O CONTINENTE AFRICANO: PERFIL GEOGRÁFICO*

  

         A África, com 30.258.752 km², é o terceiro maior continente em superfície, sendo menor do que a Ásia (43 milhões) e as Américas (42 milhões) e três vezes maior do que a Europa, embora com aproximadamente a mesma população: 800 milhões de habitantes. Concentra apenas cerca de 13% da população mundial; a sua taxa de crescimento, no entanto, é a mais alta do planeta, com média de 2,9%.

         A distância de um lugar do interior até o mar pode alcançar perto de 1.500 km, enquanto que na Europa o máximo é de cerca de 500 km. Predominam os planaltos e a altitude média do continente o que possibilita ao continente ser o maior potencial hidrelétrico do mundo, com destaque para a República democrática do Congo (ex-Zaire; daqui em diante Congo - Zaire).

         O único rio que corre para o norte é o Nilo, o maior do mundo, atravessa o Sudão e o Egito, antes de desaguar no Mediterrâneo.  

         A África tem 75% da sua superfície situada entre trópicos. Somente as suas extremidades (toda a África do Norte e uma parte da República da África do Sul) se encontram em regiões temperadas, de clima mediterrânico. É o mais quente do continente.

         O clima tropical úmido é parecido com o equatorial pela abundancia das chuvas, mas já apresenta uma estação seca. O clima salesiano (próximo a região do Sael, nas “margens” do deserto do Saara) marca a transição para o clima desértico. O Saara é o, maior dos desertos; seus cerca de 8 milhões de km² o fazem do tamanho do Brasil. Ele faz vizinhança, a leste, com os desertos da Líbia e da Núbia. Ao sul temos os desertos da Namibe e do Calaári.

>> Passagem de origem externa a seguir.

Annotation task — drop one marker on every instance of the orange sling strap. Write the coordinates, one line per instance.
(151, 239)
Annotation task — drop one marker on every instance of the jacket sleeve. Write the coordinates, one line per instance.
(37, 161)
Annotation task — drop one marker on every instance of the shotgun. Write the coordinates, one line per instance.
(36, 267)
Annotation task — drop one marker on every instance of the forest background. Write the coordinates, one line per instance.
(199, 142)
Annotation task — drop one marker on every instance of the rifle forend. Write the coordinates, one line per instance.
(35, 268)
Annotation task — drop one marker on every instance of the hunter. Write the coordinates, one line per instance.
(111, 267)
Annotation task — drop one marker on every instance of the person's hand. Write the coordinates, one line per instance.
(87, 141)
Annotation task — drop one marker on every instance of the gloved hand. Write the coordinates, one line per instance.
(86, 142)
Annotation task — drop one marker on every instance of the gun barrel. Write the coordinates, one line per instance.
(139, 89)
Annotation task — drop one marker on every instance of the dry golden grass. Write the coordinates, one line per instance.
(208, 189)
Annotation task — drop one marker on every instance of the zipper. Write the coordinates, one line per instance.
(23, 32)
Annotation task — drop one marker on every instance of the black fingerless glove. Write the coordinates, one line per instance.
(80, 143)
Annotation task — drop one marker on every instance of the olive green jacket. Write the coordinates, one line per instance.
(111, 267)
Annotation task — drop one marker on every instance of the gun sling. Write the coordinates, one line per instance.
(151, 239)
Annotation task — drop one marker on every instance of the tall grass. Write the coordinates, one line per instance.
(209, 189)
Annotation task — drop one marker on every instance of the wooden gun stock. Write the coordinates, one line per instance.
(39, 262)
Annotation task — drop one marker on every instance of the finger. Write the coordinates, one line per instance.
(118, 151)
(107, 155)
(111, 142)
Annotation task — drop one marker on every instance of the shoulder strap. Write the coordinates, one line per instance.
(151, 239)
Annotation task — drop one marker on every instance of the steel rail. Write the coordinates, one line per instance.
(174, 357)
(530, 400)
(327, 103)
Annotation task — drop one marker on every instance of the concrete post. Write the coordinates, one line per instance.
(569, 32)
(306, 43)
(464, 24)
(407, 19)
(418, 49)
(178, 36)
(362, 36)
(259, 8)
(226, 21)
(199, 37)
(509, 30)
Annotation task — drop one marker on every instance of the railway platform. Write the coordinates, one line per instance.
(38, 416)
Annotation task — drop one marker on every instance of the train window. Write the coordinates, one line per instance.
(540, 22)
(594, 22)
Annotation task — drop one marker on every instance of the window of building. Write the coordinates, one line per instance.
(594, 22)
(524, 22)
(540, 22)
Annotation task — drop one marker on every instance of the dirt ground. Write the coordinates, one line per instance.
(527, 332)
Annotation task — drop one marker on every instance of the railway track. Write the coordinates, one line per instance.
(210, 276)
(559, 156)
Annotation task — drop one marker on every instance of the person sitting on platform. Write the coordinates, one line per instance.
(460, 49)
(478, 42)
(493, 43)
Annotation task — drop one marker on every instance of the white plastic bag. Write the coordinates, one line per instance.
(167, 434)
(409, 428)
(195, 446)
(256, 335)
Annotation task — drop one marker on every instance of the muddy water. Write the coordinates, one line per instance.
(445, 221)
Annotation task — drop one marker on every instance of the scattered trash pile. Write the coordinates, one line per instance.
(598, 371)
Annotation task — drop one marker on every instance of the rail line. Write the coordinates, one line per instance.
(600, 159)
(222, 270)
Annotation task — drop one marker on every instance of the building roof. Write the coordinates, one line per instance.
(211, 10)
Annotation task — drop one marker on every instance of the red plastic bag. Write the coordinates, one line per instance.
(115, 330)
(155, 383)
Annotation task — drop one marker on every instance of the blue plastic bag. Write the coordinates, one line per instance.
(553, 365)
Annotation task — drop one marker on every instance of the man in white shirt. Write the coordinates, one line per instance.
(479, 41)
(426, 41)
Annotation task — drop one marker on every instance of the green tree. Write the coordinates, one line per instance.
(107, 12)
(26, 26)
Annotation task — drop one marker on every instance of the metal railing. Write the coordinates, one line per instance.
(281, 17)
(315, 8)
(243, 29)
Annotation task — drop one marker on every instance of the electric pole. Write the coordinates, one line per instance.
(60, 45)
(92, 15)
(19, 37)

         A cobertura vegetal desempenhou um papel importante na história africana e freqüentemente dificultou o deslocamento e a subsistência das populações.

         Na área central do continente, temos a floresta densa, ou “virgem”, própria da região equatorial; a floresta “clara” é a mais encontrada nas regiões de clima tropical úmido. A formação vegetal mais comum no continente é a savana, com gramíneas e pequenos arbustos e sujeita a longos períodos de seca; é típica dos planaltos.

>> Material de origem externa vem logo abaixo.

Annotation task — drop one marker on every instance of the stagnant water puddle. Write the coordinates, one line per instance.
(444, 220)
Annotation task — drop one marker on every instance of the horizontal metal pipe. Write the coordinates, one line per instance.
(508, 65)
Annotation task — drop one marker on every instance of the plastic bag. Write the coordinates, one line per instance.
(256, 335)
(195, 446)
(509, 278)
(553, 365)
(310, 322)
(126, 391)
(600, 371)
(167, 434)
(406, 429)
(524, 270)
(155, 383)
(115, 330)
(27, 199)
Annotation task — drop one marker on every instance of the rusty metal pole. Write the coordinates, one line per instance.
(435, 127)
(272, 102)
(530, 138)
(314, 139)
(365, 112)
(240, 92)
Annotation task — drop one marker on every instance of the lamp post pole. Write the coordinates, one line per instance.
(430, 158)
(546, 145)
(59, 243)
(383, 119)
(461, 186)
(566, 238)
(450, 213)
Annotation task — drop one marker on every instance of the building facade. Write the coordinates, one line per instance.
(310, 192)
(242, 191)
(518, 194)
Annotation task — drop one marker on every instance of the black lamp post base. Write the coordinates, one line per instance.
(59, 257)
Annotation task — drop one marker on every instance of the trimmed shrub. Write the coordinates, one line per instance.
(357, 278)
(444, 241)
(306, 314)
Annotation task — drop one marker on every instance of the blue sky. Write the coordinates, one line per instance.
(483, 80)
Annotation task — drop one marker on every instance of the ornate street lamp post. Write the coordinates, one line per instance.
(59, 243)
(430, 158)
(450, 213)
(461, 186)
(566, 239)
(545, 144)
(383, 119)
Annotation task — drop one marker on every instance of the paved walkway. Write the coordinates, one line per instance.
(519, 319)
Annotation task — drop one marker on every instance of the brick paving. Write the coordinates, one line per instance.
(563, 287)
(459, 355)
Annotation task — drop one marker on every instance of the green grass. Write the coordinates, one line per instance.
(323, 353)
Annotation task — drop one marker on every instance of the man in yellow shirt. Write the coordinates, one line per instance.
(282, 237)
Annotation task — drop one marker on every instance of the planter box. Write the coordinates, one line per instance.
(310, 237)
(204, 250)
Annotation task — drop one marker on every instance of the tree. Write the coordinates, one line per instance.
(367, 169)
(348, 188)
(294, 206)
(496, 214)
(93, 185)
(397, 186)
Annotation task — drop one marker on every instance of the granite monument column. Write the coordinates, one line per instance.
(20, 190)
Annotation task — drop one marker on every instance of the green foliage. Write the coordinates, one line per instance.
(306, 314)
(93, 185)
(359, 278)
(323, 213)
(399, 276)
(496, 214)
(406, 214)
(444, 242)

         O deserto do Saara é um exemplo da adversidade geográfica na história do desenvolvimento do continente. Há pouco mais de 2.500 anos, ele se constituía de uma área verdejante. O seu ressecamento isolou a África Subsaariana da África do Norte e, em conseqüência, das civilizações do Mediterrâneo. A introdução do camelo e a invasão árabe no século VII possibilitaram a ligação entre essas duas partes do continente.  

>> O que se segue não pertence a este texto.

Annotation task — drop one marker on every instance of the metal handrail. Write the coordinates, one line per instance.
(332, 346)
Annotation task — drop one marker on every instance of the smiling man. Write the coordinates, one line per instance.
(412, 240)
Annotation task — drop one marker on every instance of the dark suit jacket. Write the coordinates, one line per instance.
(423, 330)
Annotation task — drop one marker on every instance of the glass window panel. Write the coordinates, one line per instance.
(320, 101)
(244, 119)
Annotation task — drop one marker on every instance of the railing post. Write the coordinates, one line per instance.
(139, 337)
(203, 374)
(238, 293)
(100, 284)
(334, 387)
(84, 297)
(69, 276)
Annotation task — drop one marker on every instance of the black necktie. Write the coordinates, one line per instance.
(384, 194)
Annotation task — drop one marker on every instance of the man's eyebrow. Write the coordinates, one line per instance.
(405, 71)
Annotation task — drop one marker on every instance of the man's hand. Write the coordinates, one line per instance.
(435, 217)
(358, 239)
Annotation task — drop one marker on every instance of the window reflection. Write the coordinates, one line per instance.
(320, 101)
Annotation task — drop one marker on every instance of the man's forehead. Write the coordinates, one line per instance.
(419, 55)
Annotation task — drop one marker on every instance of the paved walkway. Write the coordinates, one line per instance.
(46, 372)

 (*) Texto adaptado de PEREIRA, José Maria Nunes. O continente africano: Perfil histórico e abordagem geopolítica das macroregiões. In BELUCCI, Beluce (org). Introdução à história da África e da cultura afro-brasileira. Centro de Estudos Afro-Asiáticos – UCAM/ Centro Cultural Banco do Brasil. Rio de Janeiro, 2003 p. 10-11.